Hosting a Great Zoom Meeting

Video conferencing seems here to stay and it’s a great tool for cohousing communities, especially for forming communities that do not yet live together.  Even established communities are finding they can get increased participation when attending from home is an option. This is particularly true for parents of young children and adults with physical conditions that make it hard to leave home.  

I refer to Zoom because it’s a tool I know.  Much of what I say here will apply to other platforms as well.  

Tips for a great Zoom Meeting:

  1. Check your agenda. Topics that are mostly cognitive and not contentious work really well on Zoom. These are things like reports on committee work, a decision to move ahead with the plans recommended by a contractor, or logistics of planning your next marketing event. Zoom is much more challenging for highly charged topics, especially as your group is learning to use it.  For these it is best to schedule in person meetings when possible.
  2. Do a participant training before your official meeting.  Be sure all members of your group know how to get into a zoom meeting, use mute, and participate in chat.  Anyone presenting will need to know how to share their screen if they have documents or images to share. Make sure new members who haven’t used zoom before get oriented as well.
  3. Select a facilitator, even for small committee meetings. We humans use a lot of cues to navigate turn-taking in conversations. Most of them do not translate well on Zoom.  If you have more than two people in a meeting, assign someone to direct traffic (along with all the other tasks a good facilitator manages in any kind of meeting).  
  4. Use a google doc agenda and minutes document that all can see. When possible have the agenda and the zoom rom in windows next to each other on your screen. Take notes directly into the document so all can reference it as needed throughout the meeting. 
  5. Use chat for questions, side conversations and logistics.  
  6. Take breaks and encourage people to stand up. We often neglect this in Zoom meetings, though we may need it even more when we are staring at a screen.  

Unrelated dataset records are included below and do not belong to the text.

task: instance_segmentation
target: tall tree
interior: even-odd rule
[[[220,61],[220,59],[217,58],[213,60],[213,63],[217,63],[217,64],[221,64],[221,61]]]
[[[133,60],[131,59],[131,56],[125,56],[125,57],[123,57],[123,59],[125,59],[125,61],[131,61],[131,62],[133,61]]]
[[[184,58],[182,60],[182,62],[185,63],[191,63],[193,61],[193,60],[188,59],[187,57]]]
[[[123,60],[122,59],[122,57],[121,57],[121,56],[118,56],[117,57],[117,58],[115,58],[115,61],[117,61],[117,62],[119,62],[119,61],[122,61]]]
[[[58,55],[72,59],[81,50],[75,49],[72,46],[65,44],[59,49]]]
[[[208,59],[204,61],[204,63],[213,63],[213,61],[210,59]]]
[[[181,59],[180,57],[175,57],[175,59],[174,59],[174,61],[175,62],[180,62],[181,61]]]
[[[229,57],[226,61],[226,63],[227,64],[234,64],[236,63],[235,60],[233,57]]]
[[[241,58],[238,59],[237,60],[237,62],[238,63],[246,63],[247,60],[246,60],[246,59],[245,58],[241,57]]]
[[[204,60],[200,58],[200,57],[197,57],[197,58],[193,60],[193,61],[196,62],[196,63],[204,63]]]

Special tips for Zoom/in person hybrid meetings. 

  1. Invest in good equipment. A laptop per person or couple works great if everyone is on zoom. If most are together and some are remote, you will need special microphone and speakers in the large room so that all can hear. A large screen or projector helps too.  
  2. Assign a Zoom liaison. This person should be in the large room. It is their job to pay attention to the Zoomers and make sure they aren’t forgotten, notice if their hands are raised and manage any tech problems.  
  3. If you break into small groups, have the zoomers be their own group, perhaps with one or two others if the numbers work out that way.  Caveat – if you do this a lot with the same people on zoom, you may need to mix it up so they get to know everyone. Use Zoom breakout rooms and a couple of laptops to create two groups and have a few in person folks join each.  

Facilitator Tips and Tricks

  1. Use rounds where you call on each person in turn. It’s even less likely for quiet members to chime in on Zoom than in person, so it’s important to call on them.  
  2. Make an ordered list on paper to call from. Do not rely on the zoom windows for your order, they tend to move around. If you are doing several rounds in the same meeting, keep the same order, but start in a different place to change up who gets to go first and last.  
  3. Call on one person and name the next each time so that the next person can be unmuted and ready.  “Sally, and then Joe.” for example. 
  4. If possible, use a large screen so you can see everyone, monitor chat, and have the agenda open in another window next to it.  If this is not possible (because you are working on a laptop, for example), print the agenda in advance so you can see it at the same time as the zoom meeting. 

Tips for working emotionally charged topics in a Zoom call. (As mentioned above, avoid this if possible.  If you must, here are some strategies to help.) 

  1. Zoom limits the options you have for facilitation methods, but sometimes not as much as we think.  Consider the strategies you might use in person and whether they can be implemented even on zoom in some way. 
  2. Start the meeting with a centering or meditation. Invite folks to quiet, breathe, close their eyes. Read a poem or meditation script or invite them to consider their intention for the meeting. Offer a moment of silence.  Helping people get grounded works well over Zoom just as it does in person.
  3. Utilize pairs or small groups. Be sure to set up your zoom account for breakout rooms and then use them.  (There is no extra charge for this. You just have to configure your zoom account.) Give people a chance to do some processing on the topic in small groups where everyone can have a chance to be heard before attempting decisions in the large group. 
  4. Be especially diligent in your planning and consider getting input from others skilled in facilitation.  Use a lot of structure (rounds, speaking prompts and the like). Be prepared for a particularly challenging meeting knowing that doing it on zoom will add to the difficulty.  
  5. Consider doing an emotion or energy check if needed to track the emotion in the room.  This can be done on chat. 
  6. If input is needed from a lot of people, or you might otherwise consider a “dotmocracy” or other visual method, consider whether a google doc can be used in place of chart paper.  
  7. Be sure to do a closing round where everyone can check in about how they are feeling as the meeting ends.